A lawyer reviewing that ad copy beforehand would have taken maybe an hour. They would have flagged the risk and suggested language that made the same point without inviting a lawsuit.

The second time was worse. The founder made a distribution deal on a handshake, no written contract, just a verbal agreement. When the distributor didn't hold up their end, he cancelled the arrangement. But because nothing was documented, the distributor sued for ownership of the company. The legal battle cost so much that Clif Bar had to take out a bank loan to survive it.

A basic contract would have prevented the whole thing.

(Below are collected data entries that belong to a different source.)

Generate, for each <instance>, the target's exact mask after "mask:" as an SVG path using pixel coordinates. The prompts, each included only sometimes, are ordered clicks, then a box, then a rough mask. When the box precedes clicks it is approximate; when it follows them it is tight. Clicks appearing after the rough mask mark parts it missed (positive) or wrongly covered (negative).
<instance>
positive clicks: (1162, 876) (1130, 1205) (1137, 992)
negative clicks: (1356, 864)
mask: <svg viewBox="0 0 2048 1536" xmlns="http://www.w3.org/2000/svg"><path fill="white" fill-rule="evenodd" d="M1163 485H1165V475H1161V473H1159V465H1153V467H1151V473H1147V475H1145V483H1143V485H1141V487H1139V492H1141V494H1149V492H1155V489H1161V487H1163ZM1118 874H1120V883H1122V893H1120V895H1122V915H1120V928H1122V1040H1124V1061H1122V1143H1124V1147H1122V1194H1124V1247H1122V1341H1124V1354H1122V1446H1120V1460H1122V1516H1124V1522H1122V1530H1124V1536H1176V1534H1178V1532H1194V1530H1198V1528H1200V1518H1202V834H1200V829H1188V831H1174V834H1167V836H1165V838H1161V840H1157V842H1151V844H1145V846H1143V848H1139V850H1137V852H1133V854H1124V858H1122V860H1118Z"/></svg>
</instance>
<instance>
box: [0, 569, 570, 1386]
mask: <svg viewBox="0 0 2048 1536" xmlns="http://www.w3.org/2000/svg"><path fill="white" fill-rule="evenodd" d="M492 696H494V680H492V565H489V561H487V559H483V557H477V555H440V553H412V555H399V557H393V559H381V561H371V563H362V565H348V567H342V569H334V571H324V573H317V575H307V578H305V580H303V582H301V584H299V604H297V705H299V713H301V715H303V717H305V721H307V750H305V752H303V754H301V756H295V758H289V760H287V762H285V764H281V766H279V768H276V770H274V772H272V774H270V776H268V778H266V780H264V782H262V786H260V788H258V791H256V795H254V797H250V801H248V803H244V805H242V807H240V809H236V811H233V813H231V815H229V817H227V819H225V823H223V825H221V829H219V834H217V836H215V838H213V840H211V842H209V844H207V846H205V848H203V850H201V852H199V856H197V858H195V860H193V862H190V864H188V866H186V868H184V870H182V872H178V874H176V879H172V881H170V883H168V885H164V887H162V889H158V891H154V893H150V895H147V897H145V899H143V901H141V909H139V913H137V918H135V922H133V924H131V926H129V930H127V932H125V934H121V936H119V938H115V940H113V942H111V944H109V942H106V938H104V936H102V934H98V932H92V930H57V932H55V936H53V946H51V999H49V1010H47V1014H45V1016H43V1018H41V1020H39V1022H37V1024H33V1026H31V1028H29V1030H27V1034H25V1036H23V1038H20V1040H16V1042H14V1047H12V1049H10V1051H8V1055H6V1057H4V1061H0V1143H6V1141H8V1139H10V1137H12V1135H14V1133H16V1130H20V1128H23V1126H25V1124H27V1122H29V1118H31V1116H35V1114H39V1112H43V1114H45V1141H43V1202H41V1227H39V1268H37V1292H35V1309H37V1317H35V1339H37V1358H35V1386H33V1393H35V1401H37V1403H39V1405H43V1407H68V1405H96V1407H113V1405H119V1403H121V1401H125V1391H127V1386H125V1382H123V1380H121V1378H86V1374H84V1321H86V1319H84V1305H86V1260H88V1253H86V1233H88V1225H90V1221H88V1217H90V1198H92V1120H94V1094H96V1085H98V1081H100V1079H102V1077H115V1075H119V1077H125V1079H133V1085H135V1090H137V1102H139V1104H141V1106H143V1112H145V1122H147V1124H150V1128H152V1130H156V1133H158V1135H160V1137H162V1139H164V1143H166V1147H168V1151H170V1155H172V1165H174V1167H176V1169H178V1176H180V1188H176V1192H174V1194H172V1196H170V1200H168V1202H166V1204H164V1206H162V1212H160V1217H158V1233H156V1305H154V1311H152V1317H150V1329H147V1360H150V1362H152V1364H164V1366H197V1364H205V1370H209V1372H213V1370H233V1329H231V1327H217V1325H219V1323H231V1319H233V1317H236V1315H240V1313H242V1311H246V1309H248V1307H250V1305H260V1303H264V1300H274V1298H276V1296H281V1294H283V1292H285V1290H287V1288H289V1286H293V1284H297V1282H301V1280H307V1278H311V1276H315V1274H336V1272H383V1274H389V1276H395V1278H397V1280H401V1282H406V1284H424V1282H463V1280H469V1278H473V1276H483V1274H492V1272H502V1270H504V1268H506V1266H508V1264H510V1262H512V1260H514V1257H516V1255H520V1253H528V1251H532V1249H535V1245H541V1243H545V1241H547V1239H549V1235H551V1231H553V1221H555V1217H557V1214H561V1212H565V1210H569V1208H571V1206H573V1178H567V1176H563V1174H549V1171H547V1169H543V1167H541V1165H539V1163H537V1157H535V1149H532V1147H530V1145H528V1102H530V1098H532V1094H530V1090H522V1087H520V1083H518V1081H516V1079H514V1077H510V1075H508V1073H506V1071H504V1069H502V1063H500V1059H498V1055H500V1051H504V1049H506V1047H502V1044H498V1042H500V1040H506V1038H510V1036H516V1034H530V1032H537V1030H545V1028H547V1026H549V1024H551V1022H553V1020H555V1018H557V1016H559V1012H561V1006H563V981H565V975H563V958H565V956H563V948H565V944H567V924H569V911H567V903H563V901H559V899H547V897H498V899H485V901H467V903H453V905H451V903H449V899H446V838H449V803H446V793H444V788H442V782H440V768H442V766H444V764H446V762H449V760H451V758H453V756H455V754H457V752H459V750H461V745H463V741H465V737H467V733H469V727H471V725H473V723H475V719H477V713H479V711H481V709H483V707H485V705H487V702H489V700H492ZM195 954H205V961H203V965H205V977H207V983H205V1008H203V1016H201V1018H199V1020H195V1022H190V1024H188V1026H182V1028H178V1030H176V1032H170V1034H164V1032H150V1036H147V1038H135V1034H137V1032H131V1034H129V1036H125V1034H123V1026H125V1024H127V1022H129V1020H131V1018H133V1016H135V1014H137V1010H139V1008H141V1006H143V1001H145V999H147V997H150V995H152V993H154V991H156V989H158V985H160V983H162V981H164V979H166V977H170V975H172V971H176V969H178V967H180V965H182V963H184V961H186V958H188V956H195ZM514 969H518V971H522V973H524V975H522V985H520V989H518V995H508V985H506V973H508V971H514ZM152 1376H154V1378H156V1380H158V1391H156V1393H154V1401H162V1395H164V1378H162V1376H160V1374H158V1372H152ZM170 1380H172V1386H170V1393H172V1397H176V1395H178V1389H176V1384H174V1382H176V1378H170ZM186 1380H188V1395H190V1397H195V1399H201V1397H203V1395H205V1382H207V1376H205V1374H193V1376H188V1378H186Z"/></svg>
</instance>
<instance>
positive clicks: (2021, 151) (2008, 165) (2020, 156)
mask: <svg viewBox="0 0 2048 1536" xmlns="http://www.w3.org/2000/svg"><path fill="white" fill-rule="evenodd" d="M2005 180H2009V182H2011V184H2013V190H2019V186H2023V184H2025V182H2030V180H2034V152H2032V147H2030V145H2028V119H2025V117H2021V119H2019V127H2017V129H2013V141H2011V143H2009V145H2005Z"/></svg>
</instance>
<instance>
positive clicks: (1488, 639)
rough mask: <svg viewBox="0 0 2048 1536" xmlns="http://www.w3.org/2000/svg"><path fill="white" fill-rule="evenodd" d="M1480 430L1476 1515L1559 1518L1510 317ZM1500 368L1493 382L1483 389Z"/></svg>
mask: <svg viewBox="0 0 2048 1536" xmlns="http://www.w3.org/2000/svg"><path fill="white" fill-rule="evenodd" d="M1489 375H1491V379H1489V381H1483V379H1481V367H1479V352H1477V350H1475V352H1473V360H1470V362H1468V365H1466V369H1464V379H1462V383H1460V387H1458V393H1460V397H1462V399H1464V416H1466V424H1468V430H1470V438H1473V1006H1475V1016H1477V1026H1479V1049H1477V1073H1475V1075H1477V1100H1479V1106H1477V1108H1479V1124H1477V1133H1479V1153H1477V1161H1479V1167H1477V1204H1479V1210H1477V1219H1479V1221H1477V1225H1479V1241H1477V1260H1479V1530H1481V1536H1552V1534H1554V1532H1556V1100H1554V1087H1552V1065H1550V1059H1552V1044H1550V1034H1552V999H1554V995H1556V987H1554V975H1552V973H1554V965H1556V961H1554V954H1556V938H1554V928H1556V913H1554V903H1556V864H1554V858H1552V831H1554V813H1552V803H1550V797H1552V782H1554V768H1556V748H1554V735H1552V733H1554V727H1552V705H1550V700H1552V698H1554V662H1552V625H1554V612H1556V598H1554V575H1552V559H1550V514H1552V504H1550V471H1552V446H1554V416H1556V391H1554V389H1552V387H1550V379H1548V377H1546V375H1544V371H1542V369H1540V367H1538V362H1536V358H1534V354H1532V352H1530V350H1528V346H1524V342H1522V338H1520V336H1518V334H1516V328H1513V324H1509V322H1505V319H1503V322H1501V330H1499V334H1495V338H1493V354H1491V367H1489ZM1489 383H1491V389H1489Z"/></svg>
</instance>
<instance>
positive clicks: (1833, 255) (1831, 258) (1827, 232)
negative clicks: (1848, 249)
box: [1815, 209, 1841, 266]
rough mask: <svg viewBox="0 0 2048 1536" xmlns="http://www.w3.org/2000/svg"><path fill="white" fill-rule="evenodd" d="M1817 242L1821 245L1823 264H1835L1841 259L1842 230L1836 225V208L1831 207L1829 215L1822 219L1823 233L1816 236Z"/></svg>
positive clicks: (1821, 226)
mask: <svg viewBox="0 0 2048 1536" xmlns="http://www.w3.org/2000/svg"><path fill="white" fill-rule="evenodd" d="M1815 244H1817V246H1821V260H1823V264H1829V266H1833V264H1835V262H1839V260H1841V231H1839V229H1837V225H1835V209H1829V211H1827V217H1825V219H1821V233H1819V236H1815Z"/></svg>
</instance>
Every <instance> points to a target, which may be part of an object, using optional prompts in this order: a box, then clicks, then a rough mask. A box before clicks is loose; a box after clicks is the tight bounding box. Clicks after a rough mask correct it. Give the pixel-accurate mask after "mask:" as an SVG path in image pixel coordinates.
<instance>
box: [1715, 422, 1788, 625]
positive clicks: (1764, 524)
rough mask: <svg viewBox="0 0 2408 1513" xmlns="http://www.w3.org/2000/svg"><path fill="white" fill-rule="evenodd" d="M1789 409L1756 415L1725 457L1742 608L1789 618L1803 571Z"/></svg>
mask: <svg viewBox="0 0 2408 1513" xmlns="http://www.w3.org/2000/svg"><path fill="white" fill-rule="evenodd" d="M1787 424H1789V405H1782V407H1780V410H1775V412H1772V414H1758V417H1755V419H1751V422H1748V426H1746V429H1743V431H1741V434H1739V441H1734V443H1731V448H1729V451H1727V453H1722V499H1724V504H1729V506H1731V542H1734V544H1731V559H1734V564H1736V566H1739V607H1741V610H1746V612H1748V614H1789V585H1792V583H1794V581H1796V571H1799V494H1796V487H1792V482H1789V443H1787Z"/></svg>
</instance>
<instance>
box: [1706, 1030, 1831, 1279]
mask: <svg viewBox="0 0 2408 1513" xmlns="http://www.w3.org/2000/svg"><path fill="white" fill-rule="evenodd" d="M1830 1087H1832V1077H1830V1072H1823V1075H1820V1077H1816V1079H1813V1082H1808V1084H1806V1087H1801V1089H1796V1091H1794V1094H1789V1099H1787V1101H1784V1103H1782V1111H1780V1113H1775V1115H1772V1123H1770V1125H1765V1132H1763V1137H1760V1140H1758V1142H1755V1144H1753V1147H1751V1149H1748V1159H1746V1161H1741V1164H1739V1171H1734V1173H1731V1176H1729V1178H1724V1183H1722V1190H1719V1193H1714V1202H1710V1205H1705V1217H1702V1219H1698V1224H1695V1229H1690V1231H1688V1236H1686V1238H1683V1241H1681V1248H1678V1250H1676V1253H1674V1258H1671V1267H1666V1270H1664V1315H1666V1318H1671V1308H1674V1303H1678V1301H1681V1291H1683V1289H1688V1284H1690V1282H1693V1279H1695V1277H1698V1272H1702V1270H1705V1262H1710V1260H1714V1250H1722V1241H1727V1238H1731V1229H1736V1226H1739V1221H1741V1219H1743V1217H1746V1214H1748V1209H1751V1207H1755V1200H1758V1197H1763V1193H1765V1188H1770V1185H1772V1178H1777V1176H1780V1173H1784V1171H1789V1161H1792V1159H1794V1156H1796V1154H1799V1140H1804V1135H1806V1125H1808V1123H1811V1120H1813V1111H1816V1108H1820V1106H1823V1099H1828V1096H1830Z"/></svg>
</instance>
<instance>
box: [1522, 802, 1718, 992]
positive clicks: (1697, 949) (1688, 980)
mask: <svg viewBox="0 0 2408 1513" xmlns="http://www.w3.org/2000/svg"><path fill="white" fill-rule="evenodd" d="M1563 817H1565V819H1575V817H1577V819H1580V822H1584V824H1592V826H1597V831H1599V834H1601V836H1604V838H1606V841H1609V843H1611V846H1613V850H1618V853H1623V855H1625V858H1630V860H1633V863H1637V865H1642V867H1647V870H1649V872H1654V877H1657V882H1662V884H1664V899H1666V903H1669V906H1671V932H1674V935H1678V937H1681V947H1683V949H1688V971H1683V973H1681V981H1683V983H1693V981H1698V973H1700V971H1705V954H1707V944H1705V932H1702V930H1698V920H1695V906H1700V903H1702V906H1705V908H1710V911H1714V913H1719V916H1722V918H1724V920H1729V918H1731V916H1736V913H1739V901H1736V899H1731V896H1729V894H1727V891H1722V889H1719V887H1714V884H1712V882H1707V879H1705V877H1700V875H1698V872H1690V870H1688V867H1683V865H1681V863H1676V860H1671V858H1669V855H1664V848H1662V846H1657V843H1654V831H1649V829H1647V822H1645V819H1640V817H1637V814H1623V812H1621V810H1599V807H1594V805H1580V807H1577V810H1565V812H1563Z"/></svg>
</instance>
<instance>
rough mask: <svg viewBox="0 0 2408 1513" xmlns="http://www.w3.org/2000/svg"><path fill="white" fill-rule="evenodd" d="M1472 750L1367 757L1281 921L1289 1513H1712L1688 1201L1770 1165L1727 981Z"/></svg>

Not a complex legal document, just something in writing that established the terms and what happened if either party walked away.

Here's what I want founders to understand: lawyers are more accessible than you think.

You don't need a big firm on retainer. For early-stage companies, there are plenty of options:

Flat-fee services for specific tasks. Contract review, terms of service, basic agreements - many lawyers will do these for a fixed price, not open-ended hourly billing.

Legal clinics and small business resources. Many cities have programs specifically for startups and small businesses. The SBA, local bar associations, and some law schools offer low-cost or free consultations.

Fractional or startup-focused attorneys. Some lawyers specialize in working with early-stage companies and price accordingly. They've seen the common mistakes and can help you avoid them quickly.

The question isn't whether you can afford a lawyer. It's whether you can afford the lawsuit, the lost deal, or the ownership fight that happens when you skip one.

Before you sign anything, make a claim about a competitor, or shake hands on a deal - ask yourself what it would cost if this goes wrong. Then spend the smaller amount to make sure it doesn't.